Pero son apenas eso, esperanza. Los médicos piden que se declare una cuarentena más estricta, especialmente en Bogotá, la capital colombiana, debido a la ocupación de 91,5% en las unidades de cuidados intensivos destinadas a la atención del covid-19, según el Observatorio de Salud. Se advierte que necesitan una pausa para descongestionar las clínicas y hospitales y darle un respiro al personal de la salud, que ya está agotado ante la avalancha de pacientes infectados.

Una fatiga que ya también acusan los ciudadanos que viven entre la incertidumbre y el miedo y que no entienden muy bien el dilema entre salud y economía. Porque de lo que saben es de las necesidades que están pasando en sus hogares y la desolación que les ha dejado el virus.

Por eso, muchos se han visto en la necesidad de vender o arrendar.

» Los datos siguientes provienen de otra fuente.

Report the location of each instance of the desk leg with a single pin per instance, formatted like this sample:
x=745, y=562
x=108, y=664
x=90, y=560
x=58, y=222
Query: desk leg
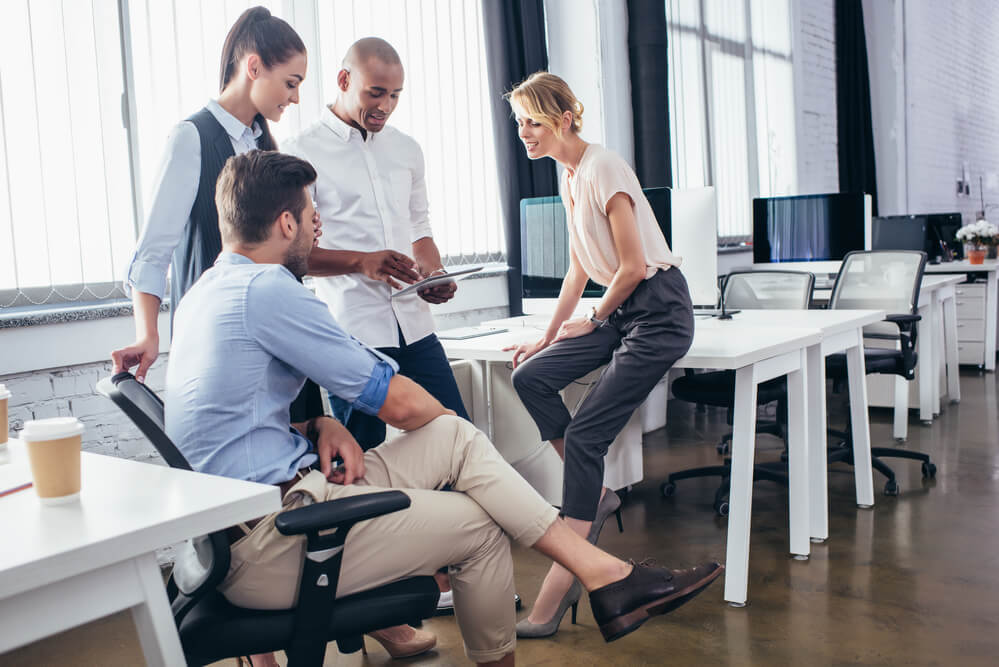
x=950, y=338
x=936, y=323
x=797, y=458
x=991, y=312
x=740, y=495
x=487, y=391
x=924, y=366
x=818, y=501
x=856, y=374
x=153, y=618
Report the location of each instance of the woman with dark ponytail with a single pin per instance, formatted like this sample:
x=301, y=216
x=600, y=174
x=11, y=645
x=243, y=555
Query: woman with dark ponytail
x=263, y=64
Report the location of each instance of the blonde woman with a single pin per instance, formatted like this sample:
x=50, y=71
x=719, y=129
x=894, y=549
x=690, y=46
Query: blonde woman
x=643, y=324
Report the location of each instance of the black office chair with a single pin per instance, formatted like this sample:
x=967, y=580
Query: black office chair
x=887, y=280
x=745, y=290
x=212, y=629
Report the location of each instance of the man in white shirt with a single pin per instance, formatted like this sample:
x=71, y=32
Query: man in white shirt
x=372, y=196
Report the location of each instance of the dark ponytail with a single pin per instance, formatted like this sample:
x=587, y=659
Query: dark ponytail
x=256, y=31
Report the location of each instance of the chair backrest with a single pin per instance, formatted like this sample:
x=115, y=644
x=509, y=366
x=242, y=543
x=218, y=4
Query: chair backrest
x=756, y=290
x=203, y=562
x=880, y=279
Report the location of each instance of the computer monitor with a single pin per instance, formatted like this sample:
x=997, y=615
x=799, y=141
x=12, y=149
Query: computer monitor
x=544, y=243
x=694, y=223
x=810, y=228
x=941, y=229
x=899, y=232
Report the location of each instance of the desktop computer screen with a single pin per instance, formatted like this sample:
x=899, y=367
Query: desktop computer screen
x=941, y=229
x=810, y=228
x=931, y=232
x=544, y=241
x=898, y=232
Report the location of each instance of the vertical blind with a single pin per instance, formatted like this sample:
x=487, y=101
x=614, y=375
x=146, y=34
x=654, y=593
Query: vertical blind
x=731, y=97
x=67, y=207
x=66, y=222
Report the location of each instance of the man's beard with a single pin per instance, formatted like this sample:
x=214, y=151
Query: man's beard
x=297, y=261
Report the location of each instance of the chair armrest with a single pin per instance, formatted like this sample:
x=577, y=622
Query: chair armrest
x=904, y=322
x=341, y=513
x=323, y=557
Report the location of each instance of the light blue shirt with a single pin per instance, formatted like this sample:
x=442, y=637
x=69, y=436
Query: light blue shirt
x=174, y=191
x=245, y=337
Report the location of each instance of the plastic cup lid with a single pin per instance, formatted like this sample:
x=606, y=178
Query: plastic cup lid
x=51, y=429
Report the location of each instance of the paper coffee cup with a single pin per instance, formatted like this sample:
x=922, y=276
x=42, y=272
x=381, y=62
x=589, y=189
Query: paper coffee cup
x=4, y=416
x=54, y=453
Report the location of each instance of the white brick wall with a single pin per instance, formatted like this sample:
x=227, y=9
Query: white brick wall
x=72, y=392
x=815, y=95
x=951, y=71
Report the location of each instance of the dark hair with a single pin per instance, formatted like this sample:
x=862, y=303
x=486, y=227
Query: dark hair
x=271, y=38
x=255, y=188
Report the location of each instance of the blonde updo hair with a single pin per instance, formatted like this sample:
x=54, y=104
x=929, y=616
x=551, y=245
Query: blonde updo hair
x=544, y=98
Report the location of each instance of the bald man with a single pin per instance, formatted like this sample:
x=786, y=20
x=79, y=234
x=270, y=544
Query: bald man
x=372, y=196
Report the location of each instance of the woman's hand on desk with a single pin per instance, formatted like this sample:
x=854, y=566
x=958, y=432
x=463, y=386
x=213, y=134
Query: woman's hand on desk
x=574, y=329
x=335, y=440
x=525, y=351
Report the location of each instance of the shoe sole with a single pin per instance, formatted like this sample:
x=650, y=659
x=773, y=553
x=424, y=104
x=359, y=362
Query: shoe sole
x=631, y=621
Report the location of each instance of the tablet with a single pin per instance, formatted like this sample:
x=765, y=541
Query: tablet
x=435, y=280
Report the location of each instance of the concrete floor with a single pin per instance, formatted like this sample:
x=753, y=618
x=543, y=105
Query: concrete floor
x=912, y=581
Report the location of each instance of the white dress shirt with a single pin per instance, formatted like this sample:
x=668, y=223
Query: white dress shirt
x=371, y=195
x=174, y=192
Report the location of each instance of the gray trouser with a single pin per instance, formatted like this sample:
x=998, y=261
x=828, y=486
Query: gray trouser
x=640, y=342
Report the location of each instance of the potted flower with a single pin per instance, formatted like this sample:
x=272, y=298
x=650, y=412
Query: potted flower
x=976, y=237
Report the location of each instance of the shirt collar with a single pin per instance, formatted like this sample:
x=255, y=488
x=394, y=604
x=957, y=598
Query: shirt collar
x=233, y=126
x=229, y=257
x=340, y=128
x=234, y=258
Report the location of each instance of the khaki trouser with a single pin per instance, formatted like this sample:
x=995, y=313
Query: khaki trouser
x=466, y=529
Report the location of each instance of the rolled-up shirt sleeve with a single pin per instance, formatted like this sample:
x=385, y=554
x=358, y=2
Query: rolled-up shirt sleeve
x=297, y=328
x=418, y=208
x=174, y=191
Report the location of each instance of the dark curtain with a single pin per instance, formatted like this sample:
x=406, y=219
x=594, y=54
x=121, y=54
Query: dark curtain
x=650, y=110
x=853, y=103
x=515, y=48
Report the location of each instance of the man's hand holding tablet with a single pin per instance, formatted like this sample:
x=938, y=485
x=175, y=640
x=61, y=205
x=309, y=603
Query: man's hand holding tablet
x=438, y=287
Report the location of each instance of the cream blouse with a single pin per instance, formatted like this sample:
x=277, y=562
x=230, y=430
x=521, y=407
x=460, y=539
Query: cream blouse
x=600, y=175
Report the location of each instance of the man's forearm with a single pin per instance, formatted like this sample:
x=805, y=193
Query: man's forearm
x=325, y=262
x=147, y=312
x=427, y=256
x=408, y=406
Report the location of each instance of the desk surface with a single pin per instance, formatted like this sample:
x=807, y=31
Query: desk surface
x=963, y=266
x=829, y=322
x=126, y=508
x=712, y=347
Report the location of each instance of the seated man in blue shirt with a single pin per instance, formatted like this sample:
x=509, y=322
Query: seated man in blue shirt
x=245, y=338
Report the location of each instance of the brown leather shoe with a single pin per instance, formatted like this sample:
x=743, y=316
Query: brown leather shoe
x=648, y=591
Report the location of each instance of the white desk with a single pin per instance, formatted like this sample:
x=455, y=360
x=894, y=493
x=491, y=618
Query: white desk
x=62, y=566
x=756, y=355
x=842, y=332
x=990, y=270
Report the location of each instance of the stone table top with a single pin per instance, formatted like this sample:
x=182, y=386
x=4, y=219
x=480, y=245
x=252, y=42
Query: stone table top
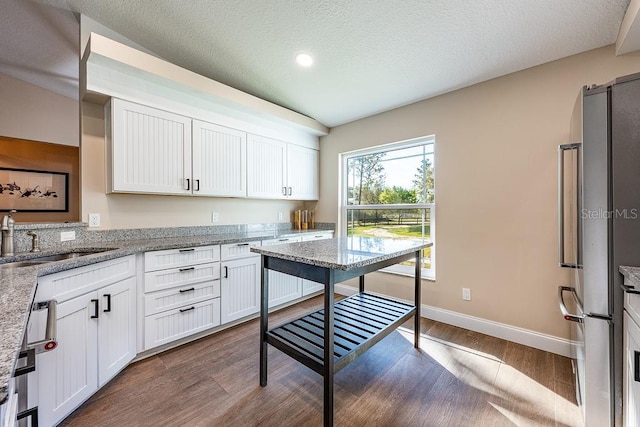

De abandonar la batalla por mantener abiertos sus negocios o de reinventarse y buscar otras alternativas que se parecen titánicas y, a veces, poco prometedoras pero que les permiten mantener la fe y la ilusión de que las cosas podrían cambiar. En ciudades como Cartagena, por ejemplo, cientos de empresarios han tenido que cerrar hoteles, bares y restaurantes. Dejando atrás años de esfuerzo y dedicación. El turismo, principal fuente de trabajo e ingresos, no existe en uno de los destinos más apetecidos en América Latina. Esto se traduce en desempleo, pobreza y aumento de la inseguridad. Las calles del centro histórico, generalmente abarrotadas de miles de personas disfrutando de los balcones coloniales y las murallas, están solas. “Parece una ciudad fantasma”, me dicen amigos y familiares que viven allí.

Lo que pasa en Cartagena se replica en muchas ciudades y pueblos de Colombia. Los efectos de esta enfermedad apenas comienzan a evidenciarse. Grupos de mariachis y de vallenatos que cantan frente a edificios de apartamentos buscando unas monedas para poder llevar comida a sus familias. Gritos desesperados de inmigrantes en las calles pidiendo ayuda. Cientos pidiendo limosnas en los semáforos de las grandes ciudades. Inquilinos desalojados por falta de pagos.

No será nada fácil la recuperación emocional y económica. Vendrá un camino largo y difícil en el que muchos tendremos que aprender a vivir –y a sobrevivir- en este mundo de un modo distinto. Es que con más de 619.000 muertes en todo el mundo, y más de 15 millones de casos, la recesión amenaza con llevar a la humanidad a niveles de pobreza, desolación y hambre jamás imaginados.